Assessing the Security of Your Web Applications

An outline of key test areas to identify security issues in a web application and provide measures to minimize them.
Securing the Applications

Now we know in theory how a malicious user thinks. We also have some idea about who may be at risk. The remainder of this article will focus on security issues and measures that can be implemented by web site developers in protecting an organization's assets. This is important because the web site administrators cannot easily enforce the client-side security measures. What follows is a list and description of security-related exposures.

Cookie Poisoning

A cookie is a small piece of data which is sent from a web server to a web browser when that browser visits the server's site. The cookie is stored on the user's machine, but it is not an executable program and cannot do anything to that machine. However, cookies may allow a malicious user to hijack web sessions and view, modify or otherwise exploit the information related to another user's session. A hacker may obtain the cookie by various means, including physical access or network sniffing, as well as guessing the cookie's contents. Next, the hacker can try to impersonate the user by hijacking the user's sessions. This is an especially serious issue with shared workstations, cyber cafés and public kiosk environments.

Sometimes cookies are used to store information such as user host name, password, account ID, session ID and other user profile information. Cookies are often used to maintain session information between the user and his shopping cart. Two types of cookies exist:

  • Persistent cookies have an expiration date and are stored on a user's hard disk until that date. A persistent cookie can be used to track a user's browsing habits by identifying her whenever she returns to a site.

  • Non-persistent cookies are stored in the web browser's memory. They last only until the browser is closed and are then destroyed.
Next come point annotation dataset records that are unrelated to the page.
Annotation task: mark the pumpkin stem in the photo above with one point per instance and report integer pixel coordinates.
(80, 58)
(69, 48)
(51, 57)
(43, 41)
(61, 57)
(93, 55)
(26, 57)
If a user is able to capture the cookies by sniffing on the network, or by any other means, he may be able to gain unauthorized access to personal information, including credit card number, passwords, user ID and mailing address.

The security measures you can take are:

  • Use non-persistent cookies instead of persistent cookies.

  • If you must use persistent cookies, then specify a short duration for the cookie's life. The longer the time until cookie expiration, the larger the risk.

  • Avoid application features that use persistent cookies to store privacy-related information. Example: “Please check to remember user name and password.”

  • Use the secure tag, so that the cookie is sent only if a secure channel (https) is being used.

  • Encrypt the information in the cookies. Some web sites split one cookie into many cookies that are further encrypted.

Form Manipulation

Very simply, form manipulation involves saving a web site's form and editing it off-line. Many times, this involves adding more entries to pull-down lists or increasing the size of text fields. The intent is usually to cause a buffer overflow on the server. In the past, client-side form validation has been used to offload the performance load from the server. While client-side validation is a good technique from a performance point of view, it is not the preferred solution from a security point of view. Poorly designed web applications may contain hidden fields that contain user IDs, account IDs or other key fields that define user sessions. Again, all this information can be manipulated off-line to gain access to another user's session.

Form manipulation is a simple technique and requires only a knowledge of HTML. Experienced programmers may be able to alter and submit forms by guessing the server-side code used to process the forms.

The following measures should be implemented to improve the security of an application against form manipulation:

  • Perform referrer checks on the server side. This will ensure that a given form was reached from the page that contains the hyperlink providing access to the form.

  • Do not rely on the form field-length checks or JavaScript to ensure form input integrity. Perform form input-length checks on the server as well.

  • Process and validate the form input field values entered by the user for range, expected input (e.g., numeric vs. alphabets), strange characters and any other associations specific to the user.

  • Do not store critical user information in hidden fields in the form.